Data Science basics Flashcards
Feature scaling
In practice, we often encounter different types of variables in the same dataset. A significant issue is that the range of the variables may differ a lot. Using the original scale may put more weights on the variables with a large range.
The goal of applying Feature Scaling is to make sure features are on almost the same scale so that each feature is equally important and make it easier to process by most ML algorithms.
Standardization
aka Z-score normalizations is that features will be scaled to ensure that the mean is 0 and standard deviation is 1
can be done with sklearn library
assumes that your data has a gaussian distribution is useful when your data has varying scales and the algo you are using does not make assumptions about your data having a gaussian distributions ec) linear and logistic regression
Normalization
the goal of normalization is to change the values of numeric columns in the dataset to a common scale, without distorting differences in the ranges of values.
Normalization is useful when your data has varying scales and the algorithm you are using does not make assumptions about the distribution of your data, such as k-nearest neighbors and artificial neural networks.
feature selection
Feature Selection is the process where you automatically or manually select those features which contribute most to your prediction variable or output in which you are interested in.
Reduces Overfitting: Less redundant data means less opportunity to make decisions based on noise.
· Improves Accuracy: Less misleading data means modeling accuracy improves.
· Reduces Training Time: fewer data points reduce algorithm complexity and algorithms train faster.
Univariate Selection
Statistical tests can be used to select those features that have the strongest relationship with the output variable.
Feature Importance
Feature importance gives you a score for each feature of your data, the higher the score more important or relevant is the feature towards your output variable.
built in with Tree Based algos
Correlation Matrix with Heatmap
Correlation states how the features are related to each other or the target variable.
Supervised learning
is a machine learning approach that’s defined by its use of labeled datasets. These datasets are designed to train or “supervise” algorithms into classifying data or predicting outcomes accurately. Using labeled inputs and outputs, the model can measure its accuracy and learn over time.
ex) decision trees, random forest, linear regression, logistic regression
unsupervised learning
uses machine learning algorithms to analyze and cluster unlabeled data sets. These algorithms discover hidden patterns in data without the need for human intervention (hence, they are “unsupervised”)

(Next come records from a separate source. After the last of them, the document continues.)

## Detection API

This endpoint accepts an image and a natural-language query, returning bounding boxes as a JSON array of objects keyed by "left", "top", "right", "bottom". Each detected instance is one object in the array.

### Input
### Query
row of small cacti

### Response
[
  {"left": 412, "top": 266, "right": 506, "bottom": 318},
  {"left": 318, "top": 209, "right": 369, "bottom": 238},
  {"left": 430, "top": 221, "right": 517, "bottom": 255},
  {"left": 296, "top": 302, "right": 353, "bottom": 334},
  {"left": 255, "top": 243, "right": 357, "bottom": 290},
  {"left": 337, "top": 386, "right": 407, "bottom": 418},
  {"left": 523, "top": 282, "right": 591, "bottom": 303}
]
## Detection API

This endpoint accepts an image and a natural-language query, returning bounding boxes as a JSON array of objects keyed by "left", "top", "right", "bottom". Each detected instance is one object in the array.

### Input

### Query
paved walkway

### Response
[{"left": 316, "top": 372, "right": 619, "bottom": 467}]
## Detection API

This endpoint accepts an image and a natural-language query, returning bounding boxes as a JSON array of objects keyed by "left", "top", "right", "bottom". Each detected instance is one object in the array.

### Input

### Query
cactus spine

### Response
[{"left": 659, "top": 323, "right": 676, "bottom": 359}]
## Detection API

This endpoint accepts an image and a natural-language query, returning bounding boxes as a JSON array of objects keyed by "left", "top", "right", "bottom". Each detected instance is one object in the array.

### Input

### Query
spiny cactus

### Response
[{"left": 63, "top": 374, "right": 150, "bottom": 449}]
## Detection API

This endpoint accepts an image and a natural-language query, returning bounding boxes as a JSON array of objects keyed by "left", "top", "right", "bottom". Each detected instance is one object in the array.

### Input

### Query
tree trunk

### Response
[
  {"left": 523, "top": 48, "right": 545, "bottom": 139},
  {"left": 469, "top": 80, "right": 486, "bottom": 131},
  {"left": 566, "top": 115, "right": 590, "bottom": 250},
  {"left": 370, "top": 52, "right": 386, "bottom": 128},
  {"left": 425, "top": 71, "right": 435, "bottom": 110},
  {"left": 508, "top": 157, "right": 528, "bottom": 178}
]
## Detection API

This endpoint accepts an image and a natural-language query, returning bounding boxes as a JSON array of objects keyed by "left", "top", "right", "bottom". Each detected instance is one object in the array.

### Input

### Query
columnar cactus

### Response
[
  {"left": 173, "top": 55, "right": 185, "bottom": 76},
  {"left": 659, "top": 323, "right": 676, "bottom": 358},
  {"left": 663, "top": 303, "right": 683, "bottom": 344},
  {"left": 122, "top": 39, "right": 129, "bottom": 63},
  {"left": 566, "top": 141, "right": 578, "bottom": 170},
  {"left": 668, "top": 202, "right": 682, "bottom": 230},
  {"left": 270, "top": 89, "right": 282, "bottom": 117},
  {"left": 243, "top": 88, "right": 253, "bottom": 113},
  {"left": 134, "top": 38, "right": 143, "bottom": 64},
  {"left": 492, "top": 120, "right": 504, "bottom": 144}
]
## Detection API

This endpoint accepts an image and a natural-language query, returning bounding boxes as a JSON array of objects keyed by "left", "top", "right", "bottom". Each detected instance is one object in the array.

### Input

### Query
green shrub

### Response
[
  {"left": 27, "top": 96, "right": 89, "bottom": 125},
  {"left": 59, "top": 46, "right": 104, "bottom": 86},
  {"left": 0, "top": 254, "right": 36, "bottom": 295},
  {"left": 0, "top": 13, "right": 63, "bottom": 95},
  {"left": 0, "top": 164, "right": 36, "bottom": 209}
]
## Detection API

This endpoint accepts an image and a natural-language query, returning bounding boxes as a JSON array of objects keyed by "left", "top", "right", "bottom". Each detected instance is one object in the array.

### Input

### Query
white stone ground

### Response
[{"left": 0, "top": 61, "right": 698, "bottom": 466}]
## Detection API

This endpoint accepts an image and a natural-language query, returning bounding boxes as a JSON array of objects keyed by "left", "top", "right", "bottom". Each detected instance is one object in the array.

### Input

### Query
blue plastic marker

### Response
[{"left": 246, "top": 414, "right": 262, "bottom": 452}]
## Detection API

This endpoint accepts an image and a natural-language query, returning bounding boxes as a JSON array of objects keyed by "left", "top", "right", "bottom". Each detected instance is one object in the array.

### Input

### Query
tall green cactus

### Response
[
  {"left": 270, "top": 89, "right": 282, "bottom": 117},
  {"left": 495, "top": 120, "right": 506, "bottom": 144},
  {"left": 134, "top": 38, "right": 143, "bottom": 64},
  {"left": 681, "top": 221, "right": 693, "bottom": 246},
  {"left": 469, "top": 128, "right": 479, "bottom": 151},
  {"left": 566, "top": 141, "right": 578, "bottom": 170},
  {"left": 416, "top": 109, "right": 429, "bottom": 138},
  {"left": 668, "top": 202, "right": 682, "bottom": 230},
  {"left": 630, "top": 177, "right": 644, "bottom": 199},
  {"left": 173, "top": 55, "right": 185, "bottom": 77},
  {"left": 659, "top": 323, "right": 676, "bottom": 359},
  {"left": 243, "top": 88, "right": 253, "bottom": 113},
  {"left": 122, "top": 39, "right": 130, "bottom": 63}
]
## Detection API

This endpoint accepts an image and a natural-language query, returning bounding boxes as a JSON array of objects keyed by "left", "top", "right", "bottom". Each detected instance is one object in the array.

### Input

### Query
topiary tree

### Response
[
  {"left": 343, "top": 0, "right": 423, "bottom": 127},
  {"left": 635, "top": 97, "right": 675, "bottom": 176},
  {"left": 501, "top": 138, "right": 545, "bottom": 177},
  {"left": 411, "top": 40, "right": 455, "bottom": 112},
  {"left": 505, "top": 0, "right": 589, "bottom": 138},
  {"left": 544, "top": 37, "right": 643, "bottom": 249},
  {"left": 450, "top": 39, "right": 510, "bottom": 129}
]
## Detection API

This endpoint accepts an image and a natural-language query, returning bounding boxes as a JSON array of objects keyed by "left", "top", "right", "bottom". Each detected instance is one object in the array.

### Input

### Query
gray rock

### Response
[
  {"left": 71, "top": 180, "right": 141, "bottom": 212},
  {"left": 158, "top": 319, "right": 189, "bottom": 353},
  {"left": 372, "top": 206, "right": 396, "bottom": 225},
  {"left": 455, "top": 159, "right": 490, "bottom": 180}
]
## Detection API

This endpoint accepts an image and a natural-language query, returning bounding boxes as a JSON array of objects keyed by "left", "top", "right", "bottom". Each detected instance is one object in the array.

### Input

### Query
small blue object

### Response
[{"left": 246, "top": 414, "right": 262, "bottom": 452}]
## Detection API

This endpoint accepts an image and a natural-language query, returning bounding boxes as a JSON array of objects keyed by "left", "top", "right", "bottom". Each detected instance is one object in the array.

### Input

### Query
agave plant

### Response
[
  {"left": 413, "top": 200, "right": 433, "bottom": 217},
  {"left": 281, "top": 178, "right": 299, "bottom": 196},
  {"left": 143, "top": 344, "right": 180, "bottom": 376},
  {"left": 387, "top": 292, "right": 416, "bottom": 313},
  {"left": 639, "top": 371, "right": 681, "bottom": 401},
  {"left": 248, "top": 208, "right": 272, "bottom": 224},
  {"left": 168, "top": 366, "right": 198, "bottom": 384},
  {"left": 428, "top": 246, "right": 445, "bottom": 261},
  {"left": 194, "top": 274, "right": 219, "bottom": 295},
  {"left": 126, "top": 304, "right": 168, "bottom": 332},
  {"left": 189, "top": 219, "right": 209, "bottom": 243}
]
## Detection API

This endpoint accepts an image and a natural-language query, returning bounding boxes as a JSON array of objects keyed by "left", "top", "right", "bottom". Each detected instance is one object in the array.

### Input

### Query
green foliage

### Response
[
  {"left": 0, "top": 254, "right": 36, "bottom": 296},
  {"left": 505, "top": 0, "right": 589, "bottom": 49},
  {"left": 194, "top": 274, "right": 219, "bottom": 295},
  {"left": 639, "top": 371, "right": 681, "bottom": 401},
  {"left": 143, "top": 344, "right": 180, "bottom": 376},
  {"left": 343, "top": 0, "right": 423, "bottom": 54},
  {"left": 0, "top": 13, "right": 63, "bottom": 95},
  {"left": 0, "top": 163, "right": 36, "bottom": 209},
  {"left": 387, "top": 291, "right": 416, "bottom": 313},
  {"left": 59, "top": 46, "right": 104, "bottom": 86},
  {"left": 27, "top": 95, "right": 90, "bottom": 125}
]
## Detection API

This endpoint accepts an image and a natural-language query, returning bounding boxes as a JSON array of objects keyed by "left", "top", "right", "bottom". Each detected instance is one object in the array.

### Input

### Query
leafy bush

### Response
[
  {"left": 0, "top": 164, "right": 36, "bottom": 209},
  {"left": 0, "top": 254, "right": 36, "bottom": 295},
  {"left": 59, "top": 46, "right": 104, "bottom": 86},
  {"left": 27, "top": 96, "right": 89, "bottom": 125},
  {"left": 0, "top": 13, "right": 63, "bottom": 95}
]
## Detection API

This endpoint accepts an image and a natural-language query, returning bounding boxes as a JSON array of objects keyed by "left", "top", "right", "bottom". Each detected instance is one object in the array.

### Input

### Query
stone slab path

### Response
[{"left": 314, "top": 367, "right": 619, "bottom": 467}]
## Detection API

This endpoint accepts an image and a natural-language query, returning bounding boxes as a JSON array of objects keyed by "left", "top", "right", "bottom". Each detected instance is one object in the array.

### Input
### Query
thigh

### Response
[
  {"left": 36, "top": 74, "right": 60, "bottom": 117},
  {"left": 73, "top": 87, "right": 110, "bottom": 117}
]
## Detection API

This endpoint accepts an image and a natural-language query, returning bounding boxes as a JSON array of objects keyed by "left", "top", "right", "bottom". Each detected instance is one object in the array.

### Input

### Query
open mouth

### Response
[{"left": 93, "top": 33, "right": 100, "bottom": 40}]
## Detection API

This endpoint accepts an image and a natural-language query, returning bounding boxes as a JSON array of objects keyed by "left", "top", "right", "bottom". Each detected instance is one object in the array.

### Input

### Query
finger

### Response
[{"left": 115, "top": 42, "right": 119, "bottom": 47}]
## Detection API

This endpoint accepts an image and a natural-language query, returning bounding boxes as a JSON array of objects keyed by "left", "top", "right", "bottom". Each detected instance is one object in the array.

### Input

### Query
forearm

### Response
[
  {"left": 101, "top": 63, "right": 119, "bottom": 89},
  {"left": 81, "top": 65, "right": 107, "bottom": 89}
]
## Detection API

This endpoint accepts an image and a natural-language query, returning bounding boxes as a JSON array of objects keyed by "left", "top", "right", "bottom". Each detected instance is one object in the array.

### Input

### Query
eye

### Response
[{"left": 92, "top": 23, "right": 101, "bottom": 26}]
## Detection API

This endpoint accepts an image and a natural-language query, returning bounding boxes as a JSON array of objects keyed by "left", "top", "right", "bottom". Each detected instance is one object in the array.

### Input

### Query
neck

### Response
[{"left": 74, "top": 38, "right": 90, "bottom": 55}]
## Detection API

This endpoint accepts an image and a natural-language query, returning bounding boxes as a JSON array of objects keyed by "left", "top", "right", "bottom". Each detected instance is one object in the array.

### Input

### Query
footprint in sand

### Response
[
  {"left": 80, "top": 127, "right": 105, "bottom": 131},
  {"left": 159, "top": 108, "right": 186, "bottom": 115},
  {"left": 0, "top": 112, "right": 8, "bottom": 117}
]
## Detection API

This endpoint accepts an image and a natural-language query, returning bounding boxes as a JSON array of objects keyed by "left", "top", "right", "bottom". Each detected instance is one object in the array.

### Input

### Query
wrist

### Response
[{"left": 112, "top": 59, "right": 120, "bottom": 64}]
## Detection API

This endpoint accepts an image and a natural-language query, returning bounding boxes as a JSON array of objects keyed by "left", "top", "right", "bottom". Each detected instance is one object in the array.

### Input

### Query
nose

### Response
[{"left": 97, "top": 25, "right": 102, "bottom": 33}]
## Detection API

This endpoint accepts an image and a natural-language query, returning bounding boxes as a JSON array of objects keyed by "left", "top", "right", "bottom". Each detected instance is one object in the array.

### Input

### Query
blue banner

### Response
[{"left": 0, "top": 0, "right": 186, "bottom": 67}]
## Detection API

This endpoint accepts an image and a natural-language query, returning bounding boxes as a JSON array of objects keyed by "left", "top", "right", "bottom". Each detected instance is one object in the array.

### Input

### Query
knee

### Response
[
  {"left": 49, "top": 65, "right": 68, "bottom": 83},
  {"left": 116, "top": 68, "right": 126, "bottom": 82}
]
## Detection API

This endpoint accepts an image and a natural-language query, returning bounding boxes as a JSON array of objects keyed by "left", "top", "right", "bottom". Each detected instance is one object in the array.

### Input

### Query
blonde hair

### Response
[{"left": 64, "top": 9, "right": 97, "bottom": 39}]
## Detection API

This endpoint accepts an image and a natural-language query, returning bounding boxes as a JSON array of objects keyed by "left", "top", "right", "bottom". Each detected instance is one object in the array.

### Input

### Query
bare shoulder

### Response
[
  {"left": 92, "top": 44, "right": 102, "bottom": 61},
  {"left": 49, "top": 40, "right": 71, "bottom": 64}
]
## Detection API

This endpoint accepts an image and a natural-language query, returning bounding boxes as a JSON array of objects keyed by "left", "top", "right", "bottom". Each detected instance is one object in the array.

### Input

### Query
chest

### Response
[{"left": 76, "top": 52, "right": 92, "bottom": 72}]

ex) k-means clustering, association (customers who bought this also bought)
Null hypothesis
A statement in which no difference or effect is expected. Assumes no meaningful relationship between two variables
Alternate Hypothesis
A statement that some difference or effect is expected. Accepting the alternative hypothesis will lead to changes in opinions or actions. It is the opposite of the null hypothesis.
type-I error
error occurs when the sample results, lead to the rejection of the null hypothesis when it is in fact true. Type-I errors are equivalent to false positives.
type II error
error occurs when based on the sample results, the null hypothesis is not rejected when it is in fact false. Type-II errors are equivalent to false negatives.